The sixth scene: Plastic bags
This time, there was no shrouds. A man who wrapped his keffiyeh around his neck and walked around, carrying two plastic bags that seemed to be wet. He stood for a long time and remained silent. The other people turned around him! What is wrong with him? He looks like a giant who came out of one of the fairy tales. He does not seem to be deaf, but he was standing tall like a tree. Something was wrong and no one around him knew what it was. Dozens became hundreds of people asking him to talk to them. They are the survivors searching for a trace of life, for a force that will restore their passion for a life they had lost. They ran away so many times from one house to another and from one school to another seeking shelter, searching for life. The Israeli aircrafts threw leaflets everywhere, terrorizing people in all of the areas with fire belts, as the Israeli warplanes hit dozens of missiles at once, then continue striking for a while lasting for quarters of an hour and not stopping for a single second. The living witnesses see it as if an earthquake shook the houses to pieces, destroying everything, people and stone. What do you think people’s flesh can handle from all of these missiles? The strong man raises the bags with his hands outstretched. Blood oozes from the bags and falls like red raindrops. The eyes of the survivors grow sharper. He screams like a howling wolf: these are my children whose pieces I collected. I did not sleep. I brought their flesh and some of them to find a grave for them and a shroud!

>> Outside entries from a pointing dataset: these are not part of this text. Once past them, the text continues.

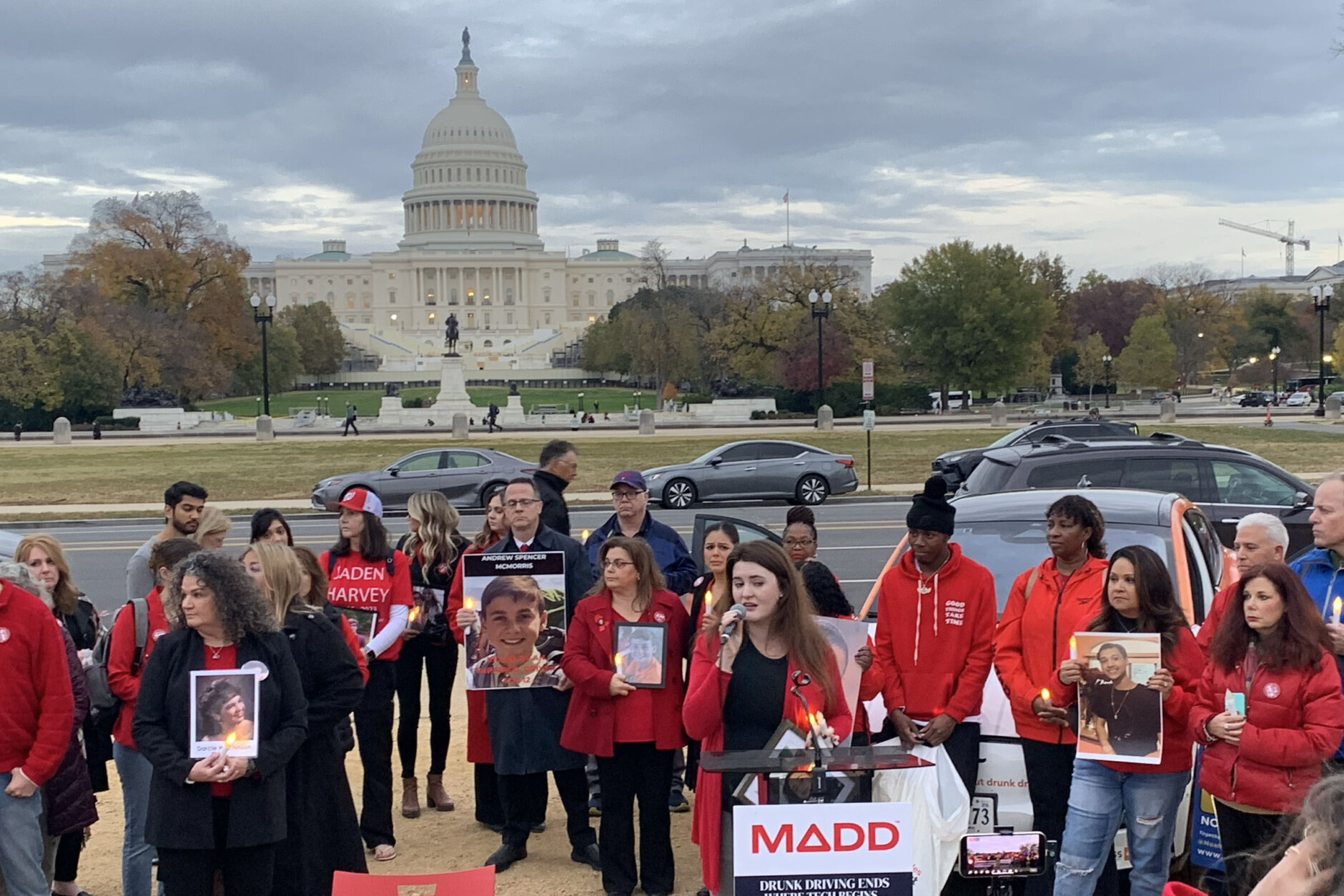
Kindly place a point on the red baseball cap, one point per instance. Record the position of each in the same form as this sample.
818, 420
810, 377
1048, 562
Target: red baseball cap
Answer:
362, 500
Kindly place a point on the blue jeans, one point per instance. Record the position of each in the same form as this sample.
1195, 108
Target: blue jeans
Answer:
1098, 801
22, 839
137, 856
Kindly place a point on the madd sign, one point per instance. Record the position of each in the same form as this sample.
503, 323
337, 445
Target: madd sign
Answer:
851, 850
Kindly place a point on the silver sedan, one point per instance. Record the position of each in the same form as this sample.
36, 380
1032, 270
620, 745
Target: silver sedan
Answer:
464, 476
756, 469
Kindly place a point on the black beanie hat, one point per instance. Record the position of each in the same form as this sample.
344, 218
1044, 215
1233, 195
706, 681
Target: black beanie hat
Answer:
930, 509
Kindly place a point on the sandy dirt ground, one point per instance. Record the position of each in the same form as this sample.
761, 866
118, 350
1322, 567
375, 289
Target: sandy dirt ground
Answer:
433, 842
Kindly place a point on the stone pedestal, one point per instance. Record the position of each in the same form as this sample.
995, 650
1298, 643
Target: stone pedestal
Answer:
452, 389
826, 418
513, 413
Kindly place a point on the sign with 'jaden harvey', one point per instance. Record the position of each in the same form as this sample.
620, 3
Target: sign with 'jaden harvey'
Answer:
850, 850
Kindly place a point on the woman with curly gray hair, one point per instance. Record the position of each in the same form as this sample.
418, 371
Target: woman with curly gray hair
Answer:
232, 812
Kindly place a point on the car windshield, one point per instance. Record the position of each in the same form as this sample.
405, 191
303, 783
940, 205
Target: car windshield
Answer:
1008, 549
1008, 439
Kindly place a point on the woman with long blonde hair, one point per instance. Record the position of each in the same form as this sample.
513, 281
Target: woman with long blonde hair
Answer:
435, 549
323, 825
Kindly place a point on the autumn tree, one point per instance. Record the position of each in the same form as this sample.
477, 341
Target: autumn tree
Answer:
972, 317
171, 302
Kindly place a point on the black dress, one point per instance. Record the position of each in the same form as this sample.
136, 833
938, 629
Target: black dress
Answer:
323, 828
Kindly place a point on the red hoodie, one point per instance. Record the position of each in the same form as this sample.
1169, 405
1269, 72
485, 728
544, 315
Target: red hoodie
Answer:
36, 705
1032, 637
937, 647
122, 656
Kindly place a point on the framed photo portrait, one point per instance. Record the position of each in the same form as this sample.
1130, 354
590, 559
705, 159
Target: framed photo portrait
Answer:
641, 653
224, 712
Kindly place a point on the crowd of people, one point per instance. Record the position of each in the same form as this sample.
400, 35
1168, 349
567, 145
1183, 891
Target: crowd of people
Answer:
352, 633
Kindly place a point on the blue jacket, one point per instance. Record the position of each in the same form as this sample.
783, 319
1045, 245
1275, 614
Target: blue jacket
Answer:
668, 551
1324, 583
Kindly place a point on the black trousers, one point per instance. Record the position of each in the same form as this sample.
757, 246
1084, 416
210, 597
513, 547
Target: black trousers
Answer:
488, 809
191, 872
67, 856
440, 662
1050, 775
523, 798
1241, 835
636, 772
374, 732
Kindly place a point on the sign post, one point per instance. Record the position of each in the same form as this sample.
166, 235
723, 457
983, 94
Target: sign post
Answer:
847, 850
870, 417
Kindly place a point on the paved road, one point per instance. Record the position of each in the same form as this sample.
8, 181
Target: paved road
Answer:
856, 537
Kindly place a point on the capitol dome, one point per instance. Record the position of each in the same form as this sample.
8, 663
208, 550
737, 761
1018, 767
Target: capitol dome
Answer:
470, 181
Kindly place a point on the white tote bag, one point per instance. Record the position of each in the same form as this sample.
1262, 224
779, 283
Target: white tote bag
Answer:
941, 812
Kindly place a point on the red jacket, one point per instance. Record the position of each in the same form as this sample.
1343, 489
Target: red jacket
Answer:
939, 647
359, 584
703, 717
479, 749
1295, 722
36, 703
1222, 602
1032, 638
589, 644
1186, 662
122, 656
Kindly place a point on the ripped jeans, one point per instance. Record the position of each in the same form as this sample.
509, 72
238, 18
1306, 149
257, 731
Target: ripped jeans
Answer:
1098, 801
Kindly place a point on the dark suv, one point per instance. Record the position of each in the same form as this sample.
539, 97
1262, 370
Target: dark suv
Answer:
959, 465
1225, 482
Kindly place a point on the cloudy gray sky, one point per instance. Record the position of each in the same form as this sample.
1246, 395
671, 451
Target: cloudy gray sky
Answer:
1113, 132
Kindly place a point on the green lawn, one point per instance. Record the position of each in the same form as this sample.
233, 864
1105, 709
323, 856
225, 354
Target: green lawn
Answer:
120, 472
369, 401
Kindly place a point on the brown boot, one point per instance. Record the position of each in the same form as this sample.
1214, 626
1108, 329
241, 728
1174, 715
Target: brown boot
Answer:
436, 795
410, 798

For survivors, a shroud is a cover or a white piece of cloth that covers the body of the martyr. The martyr is buried with his clothes and his blood as he was killed in this world so that he can rise up and demand his blood from those who killed him in the afterlife! Did the shroud fall short for your martyrs, Oh Gaza?
Muslim narrated that the Prophet Mohammed - may peace be upon him – said: (When one of you is in charge of shrouding his brother, he should give him the best shroud he can).